Commit Graph

97 Commits

Author SHA1 Message Date
292a1a8566 fix: detect and fallback garbled PDF text to OCR (#13366) (#13404)
## Problem

When PDF fonts lack ToUnicode/CMap mappings, pdfplumber (pdfminer)
cannot map CIDs to correct Unicode characters, outputting PUA characters
(U+E000~U+F8FF) or `(cid:xxx)` placeholders. The original code fully
trusted pdfplumber text without any garbled detection, causing garbled
output in the final parsed result.

Relates to #13366

## Solution

### 1. Garbled text detection functions
- `_is_garbled_char(ch)`: Detects PUA characters (BMP/Plane 15/16),
replacement character U+FFFD, control characters, and
unassigned/surrogate codepoints
- `_is_garbled_text(text, threshold)`: Calculates garbled ratio and
detects `(cid:xxx)` patterns

### 2. Box-level fallback (in `__ocr()`)
When a text box has ≥50% garbled characters, discard pdfplumber text and
fallback to OCR recognition.

### 3. Page-level detection (in `__images__()`)
Sample characters from each page; if garbled rate ≥30%, clear all
pdfplumber characters for that page, forcing full OCR.

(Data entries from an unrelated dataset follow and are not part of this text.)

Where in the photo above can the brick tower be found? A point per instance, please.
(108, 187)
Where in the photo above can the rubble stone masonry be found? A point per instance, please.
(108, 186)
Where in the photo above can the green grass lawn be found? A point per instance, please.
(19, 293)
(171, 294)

### 4. Layout recognizer CID filtering
Filter out `(cid:xxx)` patterns in `layout_recognizer.py` text
processing to prevent them from polluting layout analysis.

## Testing
- 29 unit tests covering: normal CJK/English text, PUA characters, CID
patterns, mixed text, boundary thresholds, edge cases
- All 85 existing project unit tests pass without regression
2026-03-10 11:20:31 +08:00
fa71f8d0c7 refactor(word): lazy-load DOCX images to reduce peak memory without changing output (#13233)
**Summary**
This PR tackles a significant memory bottleneck when processing
image-heavy Word documents. Previously, our pipeline eagerly decoded
DOCX images into `PIL.Image` objects, which caused high peak memory
usage. To solve this, I've introduced a **lazy-loading approach**:
images are now stored as raw blobs and only decoded exactly when and
where they are consumed.

This successfully reduces the memory footprint while keeping the parsing
output completely identical to before.

**What's Changed**
Instead of a dry file-by-file list, here is the logical breakdown of the
updates:

* **The Core Abstraction (`lazy_image.py`)**: Introduced `LazyDocxImage`
along with helper APIs to handle lazy decoding, image-type checks, and
NumPy compatibility. It also supports `.close()` and detached PIL access
to ensure safe lifecycle management and prevent memory leaks.
* **Pipeline Integration (`naive.py`, `figure_parser.py`, etc.)**:
Updated the general DOCX picture extraction to return these new lazy
images. Downstream consumers (like the figure/VLM flow and base64
encoding paths) now decode images right at the use site using detached
PIL instances, avoiding shared-instance side effects.
* **Compatibility Hooks (`operators.py`, `book.py`, etc.)**: Added
necessary compatibility conversions so these lazy images flow smoothly
through existing merging, filtering, and presentation steps without
breaking.

**Scope & What is Intentionally Left Out**
To keep this PR focused, I have restricted these changes strictly to the
**general Word pipeline** and its downstream consumers.
The `QA` and `manual` Word parsing pipelines are explicitly **not
modified** in this PR. They can be safely migrated to this new lazy-load
model in a subsequent, standalone PR.

**Design Considerations**
I briefly considered adding image compression during processing, but
decided against it to avoid any potential quality degradation in the
derived outputs. I also held off on a massive pipeline re-architecture
to avoid overly invasive changes right now.

**Validation & Testing**
I've tested this to ensure no regressions:

* Compared identical DOCX inputs before and after this branch: chunk
counts, extracted text, table HTML, and image descriptions match
perfectly.
* **Confirmed a noticeable drop in peak memory usage when processing
image-dense documents.** For a 30MB Word document containing 243 1080p
screenshots, memory consumption is reduced by approximately 1.5GB.

**Breaking Changes**
None.
2026-02-28 11:22:31 +08:00
678392c040 feat(deepdoc): add configurable ONNX thread counts and GPU memory shrinkage (#12777)
### What problem does this PR solve?

This PR addresses critical memory and CPU resource management issues in
high-concurrency environments (multi-worker setups):

GPU Memory Exhaustion (OOM): Currently, onnxruntime-gpu uses an
aggressive memory arena that does not effectively release VRAM back to
the system after a task completes. In multi-process worker setups ($WS >
4), this leads to BFCArena allocation failures and OOM errors as workers
"hoard" VRAM even when idle. This PR introduces an optional GPU Memory
Arena Shrinkage toggle to mitigate this issue.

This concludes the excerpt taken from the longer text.